A record-sized fleet of 33 skippers will start the ninth edition of the Vendée Globe: the 24,296 nautical miles solo non-stop round-the-world race from Les Sables d’Olonne in France, on Sunday, November 8 at 1302hrs French time/1202hrs TU and will be expected back in mid-January 2021.

Vendée Globe Race FAQs

Six women (Alexia Barrier, Clarisse Cremer, Isabelle Joschke, Sam Davies, Miranda Merron, Pip Hare).

Nine nations (France, Germany, Japan, Finland, Spain, Switzerland, Australia, and Great Britain)

After much speculation following Galway man Enda O’Coineen’s 2016 race debut for Ireland, there were as many as four campaigns proposed at one point, but unfortunately, none have reached the start line.

The Vendée Globe is a sailing race round the world, solo, non-stop and without assistance.
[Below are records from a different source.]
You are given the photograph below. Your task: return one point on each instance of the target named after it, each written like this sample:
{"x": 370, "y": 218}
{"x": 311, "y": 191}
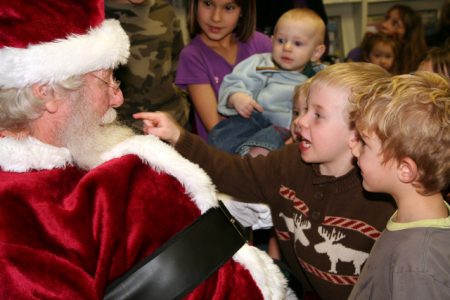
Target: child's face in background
{"x": 324, "y": 130}
{"x": 298, "y": 111}
{"x": 217, "y": 18}
{"x": 377, "y": 176}
{"x": 294, "y": 44}
{"x": 393, "y": 24}
{"x": 383, "y": 55}
{"x": 426, "y": 65}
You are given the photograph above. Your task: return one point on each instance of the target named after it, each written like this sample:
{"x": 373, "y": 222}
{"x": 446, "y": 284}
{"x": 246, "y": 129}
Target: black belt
{"x": 184, "y": 261}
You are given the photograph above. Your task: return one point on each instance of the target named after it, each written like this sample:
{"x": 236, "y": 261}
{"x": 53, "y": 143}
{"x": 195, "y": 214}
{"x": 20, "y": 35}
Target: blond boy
{"x": 257, "y": 96}
{"x": 404, "y": 123}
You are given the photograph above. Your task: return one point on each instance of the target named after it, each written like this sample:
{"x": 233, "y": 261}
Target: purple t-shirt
{"x": 199, "y": 64}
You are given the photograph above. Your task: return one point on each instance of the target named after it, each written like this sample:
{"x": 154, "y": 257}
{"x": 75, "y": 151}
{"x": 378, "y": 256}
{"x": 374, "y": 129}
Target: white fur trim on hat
{"x": 103, "y": 47}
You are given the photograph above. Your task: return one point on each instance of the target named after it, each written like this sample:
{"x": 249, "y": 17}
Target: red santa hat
{"x": 51, "y": 40}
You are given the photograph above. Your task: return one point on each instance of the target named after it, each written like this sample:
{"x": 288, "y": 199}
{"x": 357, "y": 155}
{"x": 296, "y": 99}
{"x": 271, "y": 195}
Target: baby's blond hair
{"x": 349, "y": 76}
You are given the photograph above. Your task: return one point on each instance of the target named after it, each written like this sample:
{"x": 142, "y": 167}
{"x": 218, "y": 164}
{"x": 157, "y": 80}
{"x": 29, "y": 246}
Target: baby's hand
{"x": 244, "y": 104}
{"x": 160, "y": 124}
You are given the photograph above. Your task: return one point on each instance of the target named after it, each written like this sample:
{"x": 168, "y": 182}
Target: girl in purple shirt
{"x": 224, "y": 34}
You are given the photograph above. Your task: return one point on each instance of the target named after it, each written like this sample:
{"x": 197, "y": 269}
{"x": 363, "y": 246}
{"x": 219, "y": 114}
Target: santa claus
{"x": 82, "y": 199}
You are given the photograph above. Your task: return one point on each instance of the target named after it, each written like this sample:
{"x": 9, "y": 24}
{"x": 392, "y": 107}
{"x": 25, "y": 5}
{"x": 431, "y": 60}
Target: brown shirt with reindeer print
{"x": 326, "y": 225}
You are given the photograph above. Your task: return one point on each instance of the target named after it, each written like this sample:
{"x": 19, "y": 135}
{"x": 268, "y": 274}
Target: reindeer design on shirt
{"x": 338, "y": 252}
{"x": 296, "y": 225}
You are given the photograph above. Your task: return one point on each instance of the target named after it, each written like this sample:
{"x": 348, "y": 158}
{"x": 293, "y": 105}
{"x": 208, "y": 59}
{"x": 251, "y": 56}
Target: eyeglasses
{"x": 114, "y": 84}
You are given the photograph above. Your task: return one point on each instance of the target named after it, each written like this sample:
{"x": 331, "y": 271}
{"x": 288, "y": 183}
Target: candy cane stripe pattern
{"x": 289, "y": 194}
{"x": 336, "y": 279}
{"x": 351, "y": 224}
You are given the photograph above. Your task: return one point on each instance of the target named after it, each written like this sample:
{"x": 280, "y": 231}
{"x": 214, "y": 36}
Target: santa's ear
{"x": 354, "y": 139}
{"x": 46, "y": 94}
{"x": 407, "y": 170}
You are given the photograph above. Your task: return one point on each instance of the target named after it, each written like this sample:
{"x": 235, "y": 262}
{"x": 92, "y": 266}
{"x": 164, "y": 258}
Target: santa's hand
{"x": 160, "y": 124}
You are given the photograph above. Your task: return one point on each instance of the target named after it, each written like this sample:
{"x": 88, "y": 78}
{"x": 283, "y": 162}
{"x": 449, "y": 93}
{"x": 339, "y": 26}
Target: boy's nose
{"x": 116, "y": 99}
{"x": 302, "y": 121}
{"x": 287, "y": 46}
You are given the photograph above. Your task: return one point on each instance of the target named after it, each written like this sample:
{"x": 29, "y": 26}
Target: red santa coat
{"x": 66, "y": 233}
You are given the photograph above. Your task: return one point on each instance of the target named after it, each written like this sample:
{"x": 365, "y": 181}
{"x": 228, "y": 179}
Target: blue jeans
{"x": 238, "y": 134}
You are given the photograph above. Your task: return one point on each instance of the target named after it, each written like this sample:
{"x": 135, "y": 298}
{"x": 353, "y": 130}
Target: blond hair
{"x": 349, "y": 76}
{"x": 19, "y": 106}
{"x": 410, "y": 115}
{"x": 305, "y": 15}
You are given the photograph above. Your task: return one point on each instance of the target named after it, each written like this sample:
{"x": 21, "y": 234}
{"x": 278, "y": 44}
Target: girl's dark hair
{"x": 244, "y": 28}
{"x": 413, "y": 45}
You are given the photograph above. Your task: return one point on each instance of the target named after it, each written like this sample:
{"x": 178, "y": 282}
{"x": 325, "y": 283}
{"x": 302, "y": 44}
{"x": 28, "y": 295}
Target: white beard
{"x": 87, "y": 136}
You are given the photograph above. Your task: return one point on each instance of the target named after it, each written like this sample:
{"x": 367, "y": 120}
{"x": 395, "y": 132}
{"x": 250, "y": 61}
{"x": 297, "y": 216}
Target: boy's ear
{"x": 407, "y": 170}
{"x": 44, "y": 93}
{"x": 318, "y": 52}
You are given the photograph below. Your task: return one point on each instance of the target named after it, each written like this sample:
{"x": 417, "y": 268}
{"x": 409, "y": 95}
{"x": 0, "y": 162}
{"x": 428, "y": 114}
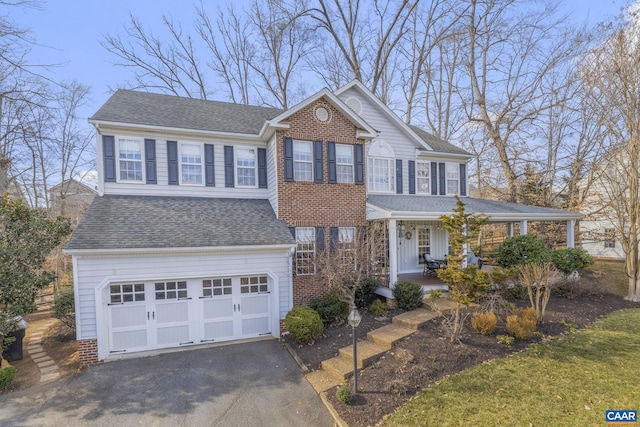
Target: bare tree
{"x": 511, "y": 55}
{"x": 366, "y": 38}
{"x": 612, "y": 75}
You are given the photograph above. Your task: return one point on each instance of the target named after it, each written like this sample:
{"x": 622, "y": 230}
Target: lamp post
{"x": 354, "y": 321}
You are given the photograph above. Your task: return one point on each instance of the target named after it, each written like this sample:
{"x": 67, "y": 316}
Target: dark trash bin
{"x": 13, "y": 351}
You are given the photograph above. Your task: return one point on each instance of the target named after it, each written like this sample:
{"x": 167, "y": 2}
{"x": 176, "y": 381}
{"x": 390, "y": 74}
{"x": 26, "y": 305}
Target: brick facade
{"x": 310, "y": 204}
{"x": 88, "y": 353}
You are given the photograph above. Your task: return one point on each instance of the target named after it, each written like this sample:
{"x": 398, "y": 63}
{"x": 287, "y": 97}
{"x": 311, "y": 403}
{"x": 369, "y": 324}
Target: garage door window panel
{"x": 119, "y": 294}
{"x": 171, "y": 290}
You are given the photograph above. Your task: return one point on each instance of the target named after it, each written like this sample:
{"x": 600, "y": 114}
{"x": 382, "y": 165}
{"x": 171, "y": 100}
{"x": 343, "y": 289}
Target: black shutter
{"x": 150, "y": 160}
{"x": 172, "y": 162}
{"x": 320, "y": 238}
{"x": 334, "y": 237}
{"x": 359, "y": 157}
{"x": 443, "y": 179}
{"x": 412, "y": 177}
{"x": 288, "y": 159}
{"x": 209, "y": 169}
{"x": 109, "y": 154}
{"x": 399, "y": 176}
{"x": 262, "y": 167}
{"x": 434, "y": 179}
{"x": 463, "y": 179}
{"x": 318, "y": 169}
{"x": 228, "y": 166}
{"x": 331, "y": 162}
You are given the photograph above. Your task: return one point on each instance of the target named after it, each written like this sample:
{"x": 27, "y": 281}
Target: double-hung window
{"x": 381, "y": 175}
{"x": 453, "y": 178}
{"x": 305, "y": 250}
{"x": 302, "y": 161}
{"x": 130, "y": 159}
{"x": 609, "y": 238}
{"x": 423, "y": 178}
{"x": 344, "y": 163}
{"x": 246, "y": 167}
{"x": 191, "y": 161}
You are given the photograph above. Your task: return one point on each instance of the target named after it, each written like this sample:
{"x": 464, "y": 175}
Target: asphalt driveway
{"x": 249, "y": 384}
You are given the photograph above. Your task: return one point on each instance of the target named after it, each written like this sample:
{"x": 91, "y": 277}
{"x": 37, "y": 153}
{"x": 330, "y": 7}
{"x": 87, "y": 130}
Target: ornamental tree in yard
{"x": 466, "y": 283}
{"x": 27, "y": 237}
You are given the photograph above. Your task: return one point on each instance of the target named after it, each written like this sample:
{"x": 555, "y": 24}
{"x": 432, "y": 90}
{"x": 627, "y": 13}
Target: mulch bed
{"x": 427, "y": 356}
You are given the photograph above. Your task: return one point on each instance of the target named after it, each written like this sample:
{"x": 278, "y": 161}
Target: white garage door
{"x": 154, "y": 315}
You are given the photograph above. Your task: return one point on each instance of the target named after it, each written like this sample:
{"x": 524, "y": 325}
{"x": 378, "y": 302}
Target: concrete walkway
{"x": 33, "y": 345}
{"x": 338, "y": 369}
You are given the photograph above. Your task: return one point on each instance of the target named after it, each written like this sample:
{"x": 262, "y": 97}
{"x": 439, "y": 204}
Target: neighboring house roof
{"x": 436, "y": 143}
{"x": 90, "y": 187}
{"x": 431, "y": 207}
{"x": 169, "y": 111}
{"x": 157, "y": 222}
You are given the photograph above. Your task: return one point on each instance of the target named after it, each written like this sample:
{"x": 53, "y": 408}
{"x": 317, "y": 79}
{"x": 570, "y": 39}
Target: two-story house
{"x": 211, "y": 216}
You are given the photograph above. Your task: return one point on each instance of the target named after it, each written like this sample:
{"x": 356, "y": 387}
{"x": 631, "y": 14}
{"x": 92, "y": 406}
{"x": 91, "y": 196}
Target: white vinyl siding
{"x": 423, "y": 177}
{"x": 302, "y": 161}
{"x": 191, "y": 164}
{"x": 344, "y": 163}
{"x": 381, "y": 175}
{"x": 162, "y": 188}
{"x": 130, "y": 153}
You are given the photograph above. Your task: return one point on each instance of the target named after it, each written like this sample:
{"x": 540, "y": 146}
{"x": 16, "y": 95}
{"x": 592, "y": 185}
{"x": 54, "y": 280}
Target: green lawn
{"x": 569, "y": 381}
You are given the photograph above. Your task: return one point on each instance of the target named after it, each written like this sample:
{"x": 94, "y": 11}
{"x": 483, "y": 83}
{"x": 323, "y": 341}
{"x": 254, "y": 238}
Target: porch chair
{"x": 430, "y": 265}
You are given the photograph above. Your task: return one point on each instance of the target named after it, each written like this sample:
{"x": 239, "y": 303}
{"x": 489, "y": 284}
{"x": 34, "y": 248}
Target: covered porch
{"x": 414, "y": 228}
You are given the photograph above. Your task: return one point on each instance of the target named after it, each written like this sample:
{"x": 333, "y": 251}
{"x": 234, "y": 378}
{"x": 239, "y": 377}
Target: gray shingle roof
{"x": 144, "y": 108}
{"x": 128, "y": 222}
{"x": 438, "y": 205}
{"x": 436, "y": 143}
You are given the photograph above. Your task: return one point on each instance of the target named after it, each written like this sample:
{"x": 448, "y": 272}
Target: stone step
{"x": 415, "y": 318}
{"x": 367, "y": 352}
{"x": 338, "y": 367}
{"x": 388, "y": 335}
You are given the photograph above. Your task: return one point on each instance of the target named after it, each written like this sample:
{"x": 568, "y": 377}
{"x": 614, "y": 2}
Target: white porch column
{"x": 523, "y": 227}
{"x": 571, "y": 227}
{"x": 393, "y": 253}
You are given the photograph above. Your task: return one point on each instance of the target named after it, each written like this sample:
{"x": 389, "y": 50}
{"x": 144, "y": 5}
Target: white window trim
{"x": 351, "y": 164}
{"x": 255, "y": 168}
{"x": 142, "y": 159}
{"x": 202, "y": 168}
{"x": 392, "y": 175}
{"x": 310, "y": 143}
{"x": 428, "y": 164}
{"x": 313, "y": 250}
{"x": 446, "y": 178}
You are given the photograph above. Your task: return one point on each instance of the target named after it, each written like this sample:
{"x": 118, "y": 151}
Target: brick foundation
{"x": 88, "y": 353}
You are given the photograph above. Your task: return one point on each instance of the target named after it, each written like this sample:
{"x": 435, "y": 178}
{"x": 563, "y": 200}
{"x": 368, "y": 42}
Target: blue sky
{"x": 69, "y": 33}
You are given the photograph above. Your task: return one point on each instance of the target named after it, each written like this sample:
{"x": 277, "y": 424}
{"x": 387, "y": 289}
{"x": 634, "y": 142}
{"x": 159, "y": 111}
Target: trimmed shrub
{"x": 408, "y": 295}
{"x": 571, "y": 259}
{"x": 6, "y": 377}
{"x": 330, "y": 308}
{"x": 304, "y": 325}
{"x": 366, "y": 293}
{"x": 522, "y": 324}
{"x": 344, "y": 394}
{"x": 505, "y": 340}
{"x": 523, "y": 249}
{"x": 378, "y": 308}
{"x": 484, "y": 323}
{"x": 64, "y": 308}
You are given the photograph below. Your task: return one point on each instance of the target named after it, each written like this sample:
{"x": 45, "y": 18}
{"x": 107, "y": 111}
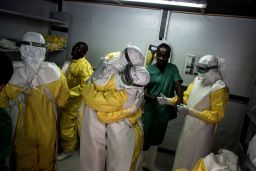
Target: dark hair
{"x": 166, "y": 46}
{"x": 6, "y": 69}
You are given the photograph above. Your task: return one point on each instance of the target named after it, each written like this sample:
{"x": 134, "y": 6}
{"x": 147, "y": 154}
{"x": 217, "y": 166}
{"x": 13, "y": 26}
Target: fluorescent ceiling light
{"x": 173, "y": 3}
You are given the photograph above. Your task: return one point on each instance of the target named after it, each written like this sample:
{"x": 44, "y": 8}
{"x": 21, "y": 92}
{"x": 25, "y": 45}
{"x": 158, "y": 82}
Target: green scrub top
{"x": 5, "y": 133}
{"x": 161, "y": 82}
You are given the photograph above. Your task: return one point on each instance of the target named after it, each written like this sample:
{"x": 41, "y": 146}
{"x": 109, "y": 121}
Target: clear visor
{"x": 203, "y": 68}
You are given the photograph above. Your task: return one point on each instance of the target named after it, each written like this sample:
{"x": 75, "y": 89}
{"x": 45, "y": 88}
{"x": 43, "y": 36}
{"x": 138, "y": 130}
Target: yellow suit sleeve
{"x": 199, "y": 166}
{"x": 187, "y": 92}
{"x": 218, "y": 99}
{"x": 63, "y": 93}
{"x": 3, "y": 99}
{"x": 85, "y": 71}
{"x": 104, "y": 101}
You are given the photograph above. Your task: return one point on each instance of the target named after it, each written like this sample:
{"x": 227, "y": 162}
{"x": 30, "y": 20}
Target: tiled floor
{"x": 164, "y": 162}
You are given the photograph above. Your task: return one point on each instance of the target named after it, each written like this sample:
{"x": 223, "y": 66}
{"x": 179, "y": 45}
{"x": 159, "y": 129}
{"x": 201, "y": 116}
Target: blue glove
{"x": 183, "y": 109}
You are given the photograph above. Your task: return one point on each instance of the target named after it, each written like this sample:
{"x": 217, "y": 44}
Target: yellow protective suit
{"x": 108, "y": 103}
{"x": 77, "y": 73}
{"x": 33, "y": 114}
{"x": 208, "y": 104}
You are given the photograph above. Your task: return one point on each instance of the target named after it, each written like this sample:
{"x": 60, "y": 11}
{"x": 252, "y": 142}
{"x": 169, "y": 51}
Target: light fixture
{"x": 171, "y": 3}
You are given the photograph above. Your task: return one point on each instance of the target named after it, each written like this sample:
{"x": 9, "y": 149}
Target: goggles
{"x": 31, "y": 44}
{"x": 203, "y": 68}
{"x": 127, "y": 57}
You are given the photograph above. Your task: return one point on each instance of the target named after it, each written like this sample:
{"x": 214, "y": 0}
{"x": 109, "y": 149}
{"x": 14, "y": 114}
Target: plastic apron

It takes place every four years and it is regarded as the Everest of sailing. The event followed in the wake of the Golden Globe which had initiated the first circumnavigation of this type via the three capes (Good Hope, Leeuwin and Horn) in 1968.

The record to beat is Armel Le Cléac’h 74 days 3h 35 minutes 46s set in 2017. Some pundits are saying the boats could beat a sub-60 day time.

The number of theoretical miles to cover is 24,296 miles (45,000 km).

The IMOCA 60 ("Open 60"), is a development class monohull sailing yacht run by the International Monohull Open Class Association (IMOCA). The class pinnacle events are single or two-person ocean races, such as the Route du Rhum and the Vendée Globe.

Zero past winners are competing but two podiums 2017: Alex Thomson second, Jérémie Beyou third. It is also the fifth participation for Jean Le Cam and Alex Thomson, fourth for Arnaud Boissières and Jérémie Beyou.

The youngest on this ninth edition of the race is Alan Roura, 27 years old.

The oldest on this ninth edition is Jean Le Cam, 61 years old.

Over half the fleet are debutantes, totalling 18 first-timers.

The start procedure begins 8 minutes before the gun fires with the warning signal. At 4 minutes before, for the preparatory signal, the skipper must be alone on board, follow the countdown and take the line at the start signal at 13:02hrs local time. If an IMOCA crosses the line too early, it incurs a penalty of 5 hours which they will have to complete on the course before the latitude 38 ° 40 N (just north of Lisbon latitude). For safety reasons, there is no opportunity to turn back and recross the line. A competitor who has not crossed the starting line 60 minutes after the signal will be considered as not starting. They will have to wait until a time indicated by the race committee to start again. No departure will be given after November 18, 2020, at 1:02 p.m when the line closes.

The first boat could be home in sixty days. Expect the leaders from January 7th 2021 but to beat the 2017 race record they need to finish by January 19 2021.

Today, building a brand new IMOCA generally costs between 4.2 and €4.7million, without the sails but second-hand boats that are in short supply can be got for around €1m.